La pubblicità come espressione artistica: la "firma" di Federico Fellini

Appunto inviato da martaferrucci Voto 8

Elaborato finale di laurea di Veronica Mechi: punti di contatto tra arte e pubblicità nel tempo, il film pubblicitario, le pubblicità di Fellini e la Nouvelle Vague, analisi di film pubblicitari e schede filmografiche (297 pagine formato )

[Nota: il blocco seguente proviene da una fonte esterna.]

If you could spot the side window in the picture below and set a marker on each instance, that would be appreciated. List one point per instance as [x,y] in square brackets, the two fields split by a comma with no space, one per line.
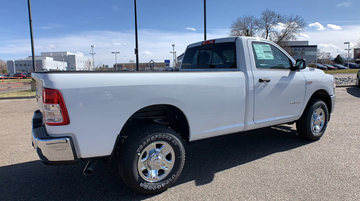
[268,56]
[209,56]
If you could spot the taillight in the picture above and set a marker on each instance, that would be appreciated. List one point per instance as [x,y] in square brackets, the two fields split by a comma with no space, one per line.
[55,112]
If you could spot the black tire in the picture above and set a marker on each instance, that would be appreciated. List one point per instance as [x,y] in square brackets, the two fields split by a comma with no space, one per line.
[313,129]
[144,144]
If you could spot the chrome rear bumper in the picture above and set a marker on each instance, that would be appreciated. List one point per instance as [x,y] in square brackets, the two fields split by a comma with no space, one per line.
[51,150]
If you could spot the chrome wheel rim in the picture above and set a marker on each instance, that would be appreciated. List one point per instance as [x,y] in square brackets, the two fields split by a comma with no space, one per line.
[318,120]
[156,161]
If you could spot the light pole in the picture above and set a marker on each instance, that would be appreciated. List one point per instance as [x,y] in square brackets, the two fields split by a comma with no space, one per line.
[348,43]
[93,53]
[204,20]
[31,37]
[136,40]
[174,56]
[115,58]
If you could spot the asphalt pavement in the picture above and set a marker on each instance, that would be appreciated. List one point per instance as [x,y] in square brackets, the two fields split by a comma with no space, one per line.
[266,164]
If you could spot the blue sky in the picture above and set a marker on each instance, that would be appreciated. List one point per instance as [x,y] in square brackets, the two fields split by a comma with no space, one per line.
[75,25]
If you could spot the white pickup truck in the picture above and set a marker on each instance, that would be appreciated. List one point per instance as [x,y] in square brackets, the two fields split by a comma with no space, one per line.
[224,86]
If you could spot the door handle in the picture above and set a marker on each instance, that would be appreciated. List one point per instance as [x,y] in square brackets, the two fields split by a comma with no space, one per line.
[264,80]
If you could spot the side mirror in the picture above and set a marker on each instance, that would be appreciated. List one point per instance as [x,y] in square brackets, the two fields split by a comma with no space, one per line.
[300,64]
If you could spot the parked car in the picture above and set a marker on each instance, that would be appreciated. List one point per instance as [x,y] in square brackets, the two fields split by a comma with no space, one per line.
[330,67]
[320,66]
[169,69]
[339,66]
[22,75]
[147,118]
[9,75]
[353,65]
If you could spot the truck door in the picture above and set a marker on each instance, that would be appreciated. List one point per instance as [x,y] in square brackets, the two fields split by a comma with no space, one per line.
[279,91]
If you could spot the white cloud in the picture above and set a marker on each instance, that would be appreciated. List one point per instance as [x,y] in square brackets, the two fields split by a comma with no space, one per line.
[190,29]
[121,44]
[146,53]
[52,26]
[333,27]
[317,25]
[280,26]
[51,47]
[345,4]
[302,36]
[332,41]
[158,43]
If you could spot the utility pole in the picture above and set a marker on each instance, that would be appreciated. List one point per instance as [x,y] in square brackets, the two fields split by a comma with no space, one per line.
[93,53]
[348,43]
[31,37]
[204,20]
[174,56]
[136,40]
[115,59]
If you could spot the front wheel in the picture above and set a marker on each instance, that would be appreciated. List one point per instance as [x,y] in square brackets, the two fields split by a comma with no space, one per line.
[152,159]
[313,122]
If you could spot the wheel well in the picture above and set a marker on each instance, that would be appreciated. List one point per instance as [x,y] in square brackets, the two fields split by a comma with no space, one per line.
[167,115]
[323,95]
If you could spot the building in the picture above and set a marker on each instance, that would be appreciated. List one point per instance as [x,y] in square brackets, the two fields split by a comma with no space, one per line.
[51,61]
[302,50]
[157,66]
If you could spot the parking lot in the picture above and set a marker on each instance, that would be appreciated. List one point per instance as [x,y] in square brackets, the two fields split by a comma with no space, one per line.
[266,164]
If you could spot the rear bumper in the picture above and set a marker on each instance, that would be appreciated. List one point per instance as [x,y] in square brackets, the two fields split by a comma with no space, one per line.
[51,150]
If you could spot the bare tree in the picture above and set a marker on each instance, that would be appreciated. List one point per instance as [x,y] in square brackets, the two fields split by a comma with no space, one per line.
[357,44]
[267,22]
[88,64]
[271,25]
[3,66]
[244,26]
[288,29]
[322,57]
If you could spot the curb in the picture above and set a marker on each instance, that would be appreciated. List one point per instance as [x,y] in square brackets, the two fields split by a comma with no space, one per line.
[22,97]
[340,86]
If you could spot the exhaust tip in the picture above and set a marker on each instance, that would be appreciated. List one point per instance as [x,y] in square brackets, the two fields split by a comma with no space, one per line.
[87,172]
[89,168]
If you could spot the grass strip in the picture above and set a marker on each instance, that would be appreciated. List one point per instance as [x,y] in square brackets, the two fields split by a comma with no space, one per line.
[25,93]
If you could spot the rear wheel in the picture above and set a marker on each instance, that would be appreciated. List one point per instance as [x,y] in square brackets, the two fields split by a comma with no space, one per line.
[152,159]
[313,123]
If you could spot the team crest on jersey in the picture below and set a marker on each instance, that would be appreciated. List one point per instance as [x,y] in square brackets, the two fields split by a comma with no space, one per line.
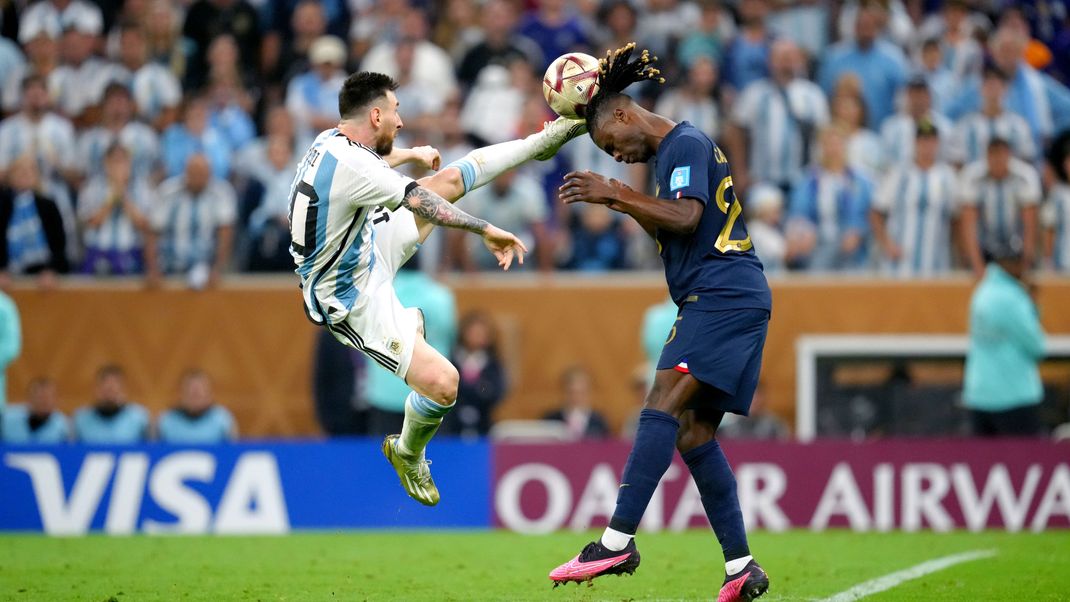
[681,178]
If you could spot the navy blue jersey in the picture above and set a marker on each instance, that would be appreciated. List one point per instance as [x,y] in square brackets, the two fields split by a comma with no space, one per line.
[715,267]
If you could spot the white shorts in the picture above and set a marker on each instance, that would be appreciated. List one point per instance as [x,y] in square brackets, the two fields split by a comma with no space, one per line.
[379,325]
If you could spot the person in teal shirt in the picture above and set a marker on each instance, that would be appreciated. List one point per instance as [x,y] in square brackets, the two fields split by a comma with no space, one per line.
[1003,388]
[36,421]
[11,341]
[112,419]
[198,419]
[384,391]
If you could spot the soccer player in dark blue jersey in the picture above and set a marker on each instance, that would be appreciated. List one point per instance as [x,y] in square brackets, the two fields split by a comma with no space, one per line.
[711,360]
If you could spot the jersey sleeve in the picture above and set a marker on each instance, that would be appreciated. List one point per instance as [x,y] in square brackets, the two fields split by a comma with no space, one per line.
[689,172]
[369,181]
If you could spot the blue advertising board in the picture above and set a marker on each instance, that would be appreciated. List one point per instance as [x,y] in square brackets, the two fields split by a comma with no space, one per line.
[248,488]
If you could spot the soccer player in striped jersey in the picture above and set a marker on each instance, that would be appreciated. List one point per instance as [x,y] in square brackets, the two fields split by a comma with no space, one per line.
[998,197]
[913,211]
[972,134]
[354,221]
[709,364]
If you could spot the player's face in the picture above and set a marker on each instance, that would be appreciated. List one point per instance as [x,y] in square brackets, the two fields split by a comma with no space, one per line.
[622,140]
[390,123]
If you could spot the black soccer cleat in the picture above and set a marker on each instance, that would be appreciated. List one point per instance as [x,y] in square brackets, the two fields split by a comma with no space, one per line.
[595,561]
[748,584]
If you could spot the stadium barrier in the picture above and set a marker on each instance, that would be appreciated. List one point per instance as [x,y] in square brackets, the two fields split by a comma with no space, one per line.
[272,488]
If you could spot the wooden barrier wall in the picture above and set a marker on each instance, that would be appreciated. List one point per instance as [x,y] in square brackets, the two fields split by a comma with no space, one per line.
[254,340]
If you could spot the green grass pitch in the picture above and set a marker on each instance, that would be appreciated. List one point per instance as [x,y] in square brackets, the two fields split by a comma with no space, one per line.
[462,566]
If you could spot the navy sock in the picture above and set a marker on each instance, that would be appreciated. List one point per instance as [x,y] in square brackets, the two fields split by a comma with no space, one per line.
[651,457]
[717,487]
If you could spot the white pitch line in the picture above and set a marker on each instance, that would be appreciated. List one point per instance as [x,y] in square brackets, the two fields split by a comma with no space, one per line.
[891,580]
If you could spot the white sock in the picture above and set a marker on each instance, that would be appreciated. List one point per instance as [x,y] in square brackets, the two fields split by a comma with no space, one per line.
[614,540]
[483,165]
[733,567]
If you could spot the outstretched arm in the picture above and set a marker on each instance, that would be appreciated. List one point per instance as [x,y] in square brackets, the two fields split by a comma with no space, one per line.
[681,216]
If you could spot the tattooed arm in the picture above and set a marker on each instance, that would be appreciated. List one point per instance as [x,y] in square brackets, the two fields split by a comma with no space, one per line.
[426,204]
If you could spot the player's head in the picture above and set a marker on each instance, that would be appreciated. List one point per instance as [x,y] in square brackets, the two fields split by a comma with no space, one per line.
[614,120]
[368,101]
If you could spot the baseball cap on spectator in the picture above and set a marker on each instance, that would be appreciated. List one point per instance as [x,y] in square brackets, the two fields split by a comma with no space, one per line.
[82,19]
[32,28]
[327,49]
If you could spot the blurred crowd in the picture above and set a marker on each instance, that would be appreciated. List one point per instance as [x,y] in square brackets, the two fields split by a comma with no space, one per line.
[113,418]
[158,137]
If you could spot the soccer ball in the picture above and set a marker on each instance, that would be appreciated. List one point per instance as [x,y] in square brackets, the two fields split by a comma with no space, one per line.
[569,83]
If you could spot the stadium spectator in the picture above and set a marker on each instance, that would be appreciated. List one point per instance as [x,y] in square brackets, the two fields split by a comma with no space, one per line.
[118,125]
[498,46]
[580,418]
[1002,387]
[596,241]
[515,202]
[192,226]
[197,419]
[483,382]
[113,211]
[311,97]
[555,29]
[1055,217]
[415,289]
[913,211]
[205,19]
[195,136]
[1041,101]
[40,43]
[269,225]
[765,205]
[898,130]
[747,57]
[974,130]
[112,419]
[865,150]
[432,70]
[828,211]
[155,88]
[693,99]
[37,420]
[774,120]
[953,28]
[34,241]
[998,198]
[11,337]
[879,64]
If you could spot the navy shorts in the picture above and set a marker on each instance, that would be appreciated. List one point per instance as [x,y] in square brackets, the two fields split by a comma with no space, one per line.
[720,349]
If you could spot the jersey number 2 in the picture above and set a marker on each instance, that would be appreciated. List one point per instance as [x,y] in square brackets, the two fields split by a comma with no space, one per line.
[304,211]
[732,209]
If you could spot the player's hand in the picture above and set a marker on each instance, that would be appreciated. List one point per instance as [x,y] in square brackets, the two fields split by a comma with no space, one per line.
[589,187]
[504,245]
[427,157]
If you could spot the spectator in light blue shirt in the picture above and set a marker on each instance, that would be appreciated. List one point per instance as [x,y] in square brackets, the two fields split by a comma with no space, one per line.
[36,421]
[879,64]
[198,419]
[386,392]
[1003,388]
[112,419]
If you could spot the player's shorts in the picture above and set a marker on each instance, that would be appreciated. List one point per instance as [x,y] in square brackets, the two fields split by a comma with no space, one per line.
[721,349]
[379,325]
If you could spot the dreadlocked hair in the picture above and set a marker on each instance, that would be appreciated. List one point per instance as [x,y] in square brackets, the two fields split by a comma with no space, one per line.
[616,72]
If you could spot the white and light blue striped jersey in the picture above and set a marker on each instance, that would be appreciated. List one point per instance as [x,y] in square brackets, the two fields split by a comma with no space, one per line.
[899,130]
[337,186]
[1055,216]
[778,133]
[972,134]
[999,202]
[918,205]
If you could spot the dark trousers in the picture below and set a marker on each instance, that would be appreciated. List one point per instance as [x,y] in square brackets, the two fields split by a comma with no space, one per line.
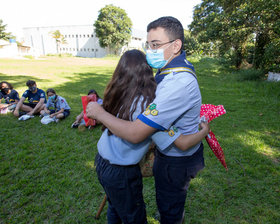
[123,187]
[172,177]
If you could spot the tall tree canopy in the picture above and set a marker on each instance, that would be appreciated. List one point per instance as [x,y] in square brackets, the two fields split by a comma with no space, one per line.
[113,27]
[234,24]
[4,35]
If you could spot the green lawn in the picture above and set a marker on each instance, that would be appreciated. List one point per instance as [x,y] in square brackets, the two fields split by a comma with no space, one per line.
[47,172]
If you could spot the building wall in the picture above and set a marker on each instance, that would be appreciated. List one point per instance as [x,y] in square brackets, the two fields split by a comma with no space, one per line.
[81,41]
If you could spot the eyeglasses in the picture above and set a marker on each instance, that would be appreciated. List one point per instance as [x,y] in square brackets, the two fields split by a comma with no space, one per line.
[154,46]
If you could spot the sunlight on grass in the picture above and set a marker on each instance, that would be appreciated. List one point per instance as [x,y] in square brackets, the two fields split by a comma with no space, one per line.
[256,139]
[47,172]
[90,164]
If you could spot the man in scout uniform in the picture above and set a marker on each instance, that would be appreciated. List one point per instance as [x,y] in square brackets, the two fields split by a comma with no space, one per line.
[178,103]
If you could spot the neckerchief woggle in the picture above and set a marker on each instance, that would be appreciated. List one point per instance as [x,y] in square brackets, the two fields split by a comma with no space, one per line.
[178,64]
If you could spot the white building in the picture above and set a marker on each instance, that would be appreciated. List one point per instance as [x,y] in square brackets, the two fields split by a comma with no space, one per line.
[8,48]
[80,41]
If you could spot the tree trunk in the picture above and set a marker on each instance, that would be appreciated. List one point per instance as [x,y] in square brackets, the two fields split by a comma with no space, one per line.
[262,39]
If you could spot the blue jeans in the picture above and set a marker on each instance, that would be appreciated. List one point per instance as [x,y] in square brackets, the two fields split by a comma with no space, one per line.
[172,177]
[123,187]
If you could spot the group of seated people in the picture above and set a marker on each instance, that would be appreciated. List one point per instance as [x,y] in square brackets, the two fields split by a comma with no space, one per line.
[38,103]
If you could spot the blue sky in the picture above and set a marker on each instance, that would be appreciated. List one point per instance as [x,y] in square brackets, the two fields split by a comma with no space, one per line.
[18,14]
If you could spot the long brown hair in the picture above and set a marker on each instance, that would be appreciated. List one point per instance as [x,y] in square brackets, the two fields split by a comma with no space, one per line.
[132,79]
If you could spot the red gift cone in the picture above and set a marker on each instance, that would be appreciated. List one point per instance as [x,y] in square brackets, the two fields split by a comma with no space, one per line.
[85,101]
[210,112]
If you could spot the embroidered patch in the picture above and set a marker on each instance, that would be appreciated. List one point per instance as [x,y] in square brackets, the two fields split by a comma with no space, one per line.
[152,106]
[171,133]
[154,112]
[147,111]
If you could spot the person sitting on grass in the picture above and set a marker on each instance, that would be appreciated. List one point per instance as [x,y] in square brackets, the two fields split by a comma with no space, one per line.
[36,100]
[56,107]
[80,122]
[10,96]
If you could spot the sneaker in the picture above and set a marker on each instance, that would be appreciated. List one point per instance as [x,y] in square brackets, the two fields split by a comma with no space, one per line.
[82,127]
[43,115]
[90,127]
[75,125]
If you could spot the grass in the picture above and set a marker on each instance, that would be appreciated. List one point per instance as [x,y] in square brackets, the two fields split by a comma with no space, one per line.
[47,172]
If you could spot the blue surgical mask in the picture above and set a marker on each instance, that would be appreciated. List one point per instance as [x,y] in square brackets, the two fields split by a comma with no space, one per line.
[32,89]
[155,58]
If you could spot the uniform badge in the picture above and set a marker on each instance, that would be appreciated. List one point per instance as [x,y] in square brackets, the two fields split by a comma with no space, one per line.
[151,109]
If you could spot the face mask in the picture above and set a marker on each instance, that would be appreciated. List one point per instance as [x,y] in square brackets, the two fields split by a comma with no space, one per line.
[32,89]
[6,90]
[156,59]
[52,97]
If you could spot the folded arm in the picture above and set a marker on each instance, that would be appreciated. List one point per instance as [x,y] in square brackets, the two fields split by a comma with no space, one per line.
[132,131]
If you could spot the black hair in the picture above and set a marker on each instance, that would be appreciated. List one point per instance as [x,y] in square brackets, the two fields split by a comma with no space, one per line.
[30,83]
[132,80]
[7,83]
[171,26]
[93,91]
[50,90]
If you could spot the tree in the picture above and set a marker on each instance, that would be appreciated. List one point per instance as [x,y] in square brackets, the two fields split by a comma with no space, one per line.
[113,28]
[59,39]
[233,23]
[3,34]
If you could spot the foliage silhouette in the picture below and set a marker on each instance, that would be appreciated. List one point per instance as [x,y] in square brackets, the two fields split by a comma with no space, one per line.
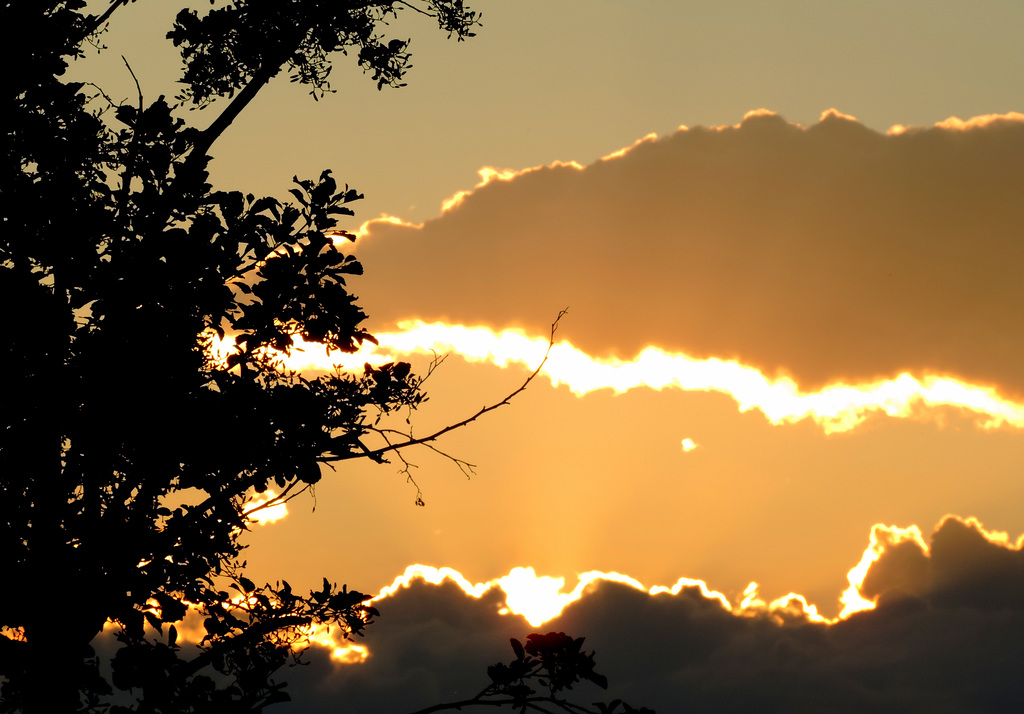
[553,662]
[129,455]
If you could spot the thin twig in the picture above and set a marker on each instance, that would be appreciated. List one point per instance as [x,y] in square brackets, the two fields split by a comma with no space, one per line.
[458,425]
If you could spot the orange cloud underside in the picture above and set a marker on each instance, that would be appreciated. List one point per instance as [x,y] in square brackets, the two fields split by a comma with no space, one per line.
[836,408]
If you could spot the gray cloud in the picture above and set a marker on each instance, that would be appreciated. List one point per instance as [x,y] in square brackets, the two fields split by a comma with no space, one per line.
[949,640]
[828,252]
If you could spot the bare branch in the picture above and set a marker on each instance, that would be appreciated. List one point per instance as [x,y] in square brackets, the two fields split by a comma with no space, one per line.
[425,441]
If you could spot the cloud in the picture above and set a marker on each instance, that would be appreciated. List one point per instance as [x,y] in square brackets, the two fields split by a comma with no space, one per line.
[829,253]
[947,635]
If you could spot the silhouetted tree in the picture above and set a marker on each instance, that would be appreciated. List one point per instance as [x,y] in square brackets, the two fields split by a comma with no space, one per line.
[128,453]
[544,670]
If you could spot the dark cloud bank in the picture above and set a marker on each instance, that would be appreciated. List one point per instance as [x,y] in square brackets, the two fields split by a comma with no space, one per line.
[827,252]
[947,636]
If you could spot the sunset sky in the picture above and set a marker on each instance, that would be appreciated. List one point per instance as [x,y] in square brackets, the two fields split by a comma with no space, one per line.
[787,235]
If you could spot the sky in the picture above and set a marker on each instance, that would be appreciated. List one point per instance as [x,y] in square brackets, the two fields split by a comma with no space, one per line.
[786,235]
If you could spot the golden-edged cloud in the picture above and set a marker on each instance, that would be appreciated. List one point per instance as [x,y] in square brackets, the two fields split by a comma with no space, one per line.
[825,254]
[943,633]
[836,407]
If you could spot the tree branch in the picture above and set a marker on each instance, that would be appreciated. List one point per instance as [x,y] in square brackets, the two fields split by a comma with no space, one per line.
[458,425]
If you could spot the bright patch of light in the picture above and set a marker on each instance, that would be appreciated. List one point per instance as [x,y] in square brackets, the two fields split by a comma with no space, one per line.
[266,508]
[836,408]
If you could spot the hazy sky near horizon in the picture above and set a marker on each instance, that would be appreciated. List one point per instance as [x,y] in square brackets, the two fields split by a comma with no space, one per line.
[819,248]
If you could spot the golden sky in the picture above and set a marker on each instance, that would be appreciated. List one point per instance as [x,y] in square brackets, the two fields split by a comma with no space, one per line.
[784,327]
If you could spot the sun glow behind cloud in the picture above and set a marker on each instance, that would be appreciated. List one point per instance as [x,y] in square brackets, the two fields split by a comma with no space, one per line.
[836,408]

Tra tutti gli ambiti inerenti alla comunicazione, la scelta di indagare la pubblicità è dovuta essenzialmente al fatto che essa rappresenta un terreno di esperienze e sperimentazioni che nel tempo si è arricchito notevolmente fino al punto di non essere più collocato a latere rispetto alla comunicazione dei media tradizionali.

Infatti nel corso della sua storia ha raggiunto un livello di raffinatezza di modi di espressione tale che ha finito per diventare una sorta di "replicante" capace di assumere e rielaborare le caratteristiche "mediatiche" più funzionali ai suoi scopi.
In tal modo il suo grado di pervasività è aumentato fino al punto di consentirle di inserirsi agevolmente in ogni contesto comunicativo.
Essa ha svolto tale attività all'interno di un generale processo di autosignificazione che l'ha portata quindi a divenire una sorta di "metagenere" caratterizzato da un proprio linguaggio, da un'autonomia espressiva e comunicativa che opera in maniera trasversale sui mezzi di comunicazione di massa rivelando in molte occasioni tutte le sue potenzialità fascinatorie.

Il presente lavoro si è posto come obiettivo quello di comprendere le ragioni che, anche da un punto di vista semiologico, siano in grado di rendere conto di una particolare forma di pubblicità che soprattutto negli ultimi anni è molto ricercata: la pubblicità d'"autore".